The effects also vary from user to user, and using marijuana is not without its risks.  Studies have shown smoking marijuana may be more harmful to the lungs than smoking cigarettes.  Other studies suggest marijuana could lead to increased anxiety or more severe mental-health problems in some people and dependence in others.  Marijuana is the most commonly cited drug for people seeking treatment for illicit drug abuse, according to the U.S.  Substance Abuse and Mental Health Services Administration.

Mostly, though, mainstream medical-marijuana studies and researchreviews conclude that more thorough clinical trials of the drug are needed.  Those follow-up studies are made difficult by federal drug-control laws, which place tight restrictions on marijuana research.

The proliferation of state medical-marijuana programs has been of little use to researchers, said Cecilia Hillard, a neuroscience professor at the Medical College of Wisconsin and a past president of the International Cannabinoid Research Society.  Participants in those programs are self-selected, she said.  That means those patients are pre-disposed to thinking marijuana will help, further muddying the scientific analysis of raw marijuana’s benefits and drawbacks.

“It’s hard to say how much people are really using it medicinally versus recreationally,” Hillard said.  “Right now we’re sort of to a point where the claims of medical benefit are so numerous and so over-the-top that you tend to get into the realm of, ‘Well, I just don’t believe any of this.’ People are saying it’s good for everything.”

A handful of recent clinical trials — the first clinical trials of smoked marijuana in this country in 20 years — have provided some clarity.  After being tasked by the California state legislature, the University of California at San Diego’s Center for Medicinal Cannabis Research sponsored about a half-dozen placebo-controlled trials to assess whether marijuana is effective as a painkiller for HIV and multiple sclerosis patients and for people suffering from nerve damage.

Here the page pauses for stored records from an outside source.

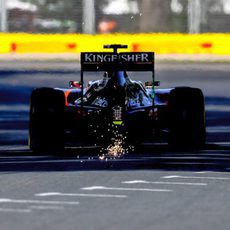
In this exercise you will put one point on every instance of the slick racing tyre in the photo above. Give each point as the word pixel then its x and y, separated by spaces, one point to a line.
pixel 46 127
pixel 186 118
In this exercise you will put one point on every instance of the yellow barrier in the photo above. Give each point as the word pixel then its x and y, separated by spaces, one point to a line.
pixel 76 43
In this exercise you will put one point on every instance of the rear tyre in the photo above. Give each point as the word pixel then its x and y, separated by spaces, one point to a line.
pixel 186 118
pixel 46 127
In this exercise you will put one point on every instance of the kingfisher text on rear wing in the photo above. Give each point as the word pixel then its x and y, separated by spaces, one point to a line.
pixel 107 61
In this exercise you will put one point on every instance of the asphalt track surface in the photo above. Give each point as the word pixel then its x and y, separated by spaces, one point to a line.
pixel 151 188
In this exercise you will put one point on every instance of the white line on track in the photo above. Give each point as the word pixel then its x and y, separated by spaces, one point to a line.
pixel 3 200
pixel 81 195
pixel 125 189
pixel 162 182
pixel 196 177
pixel 15 210
pixel 40 207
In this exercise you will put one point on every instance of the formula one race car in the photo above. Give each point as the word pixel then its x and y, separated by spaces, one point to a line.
pixel 115 108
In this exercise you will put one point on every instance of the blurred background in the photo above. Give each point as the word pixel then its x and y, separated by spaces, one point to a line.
pixel 112 16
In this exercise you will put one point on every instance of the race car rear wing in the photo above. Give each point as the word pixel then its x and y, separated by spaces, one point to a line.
pixel 125 61
pixel 114 61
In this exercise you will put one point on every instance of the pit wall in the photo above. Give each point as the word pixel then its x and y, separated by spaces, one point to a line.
pixel 218 44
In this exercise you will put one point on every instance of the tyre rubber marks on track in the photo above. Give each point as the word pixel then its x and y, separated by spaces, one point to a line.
pixel 125 189
pixel 196 177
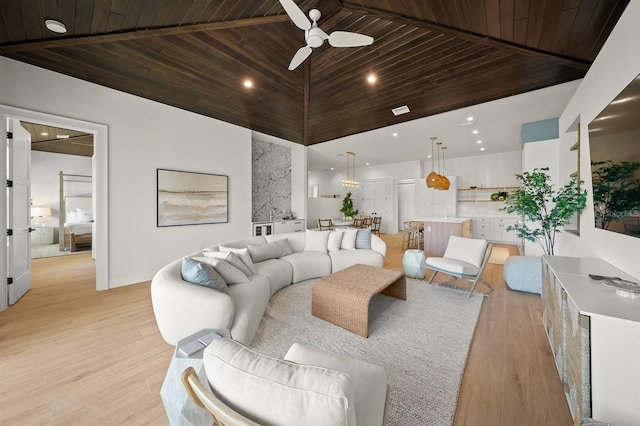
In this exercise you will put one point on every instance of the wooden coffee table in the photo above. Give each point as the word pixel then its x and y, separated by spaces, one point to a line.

Across the board, the trials found some promise in marijuana as a treatment option.

“I was a little bit surprised, to tell the truth,” said Igor Grant, the center’s director.  “I somewhat expected that what we would get is a mixed result .  .  .  which would not be so unusual.  But the fact that all of them came up with a consistent result makes me feel a little more comfortable in saying we could have something here.”

That does not mean, however, that Grant is ready to proclaim marijuana as a miracle treatment.  For starters, patients in the trials generally continued on the drugs they were already taking for their conditions and used marijuana to supplement.  Second, Grant said, smoking marijuana is just too impractical a delivery method for medicine.  Among the questions: How do you control the dosage?

“Would you prescribe smoking cannabis cigarettes in a hospital room where oxygen tanks may be present?” Grant asked.  “The great likelihood is that we need alternative systems.”

And that is exactly where marijuana’s pharmaceutical gold rush is taking place.

Separating Help From High

Sitting at lunch one day recently in a restaurant near his UCCS office, Melamede, the biology professor, reaches into his jeans pocket and pulls out two small vials containing inky green liquid.  They are marijuana extracts, he explains, formulas carefully measured for potency and chemical makeup that can be taken under the tongue in a predictable dosage.  He also has ideas for marijuana skin patches, tongue strips and lozenges, all part of a new publicly traded pharmaceutical venture he has embarked on called Cannabis Science.

“The key thing is,” he said, “we’re addressing the government’s concern that smoked marijuana is not medicine.”

Cannabis Science recently hired a company to help it negotiate the Food and Drug Administration approval process, and Melamede said he is hopeful it won’t be long before the company can begin clinical trials targeting veterans with post-traumatic stress disorder and chronic pain patients.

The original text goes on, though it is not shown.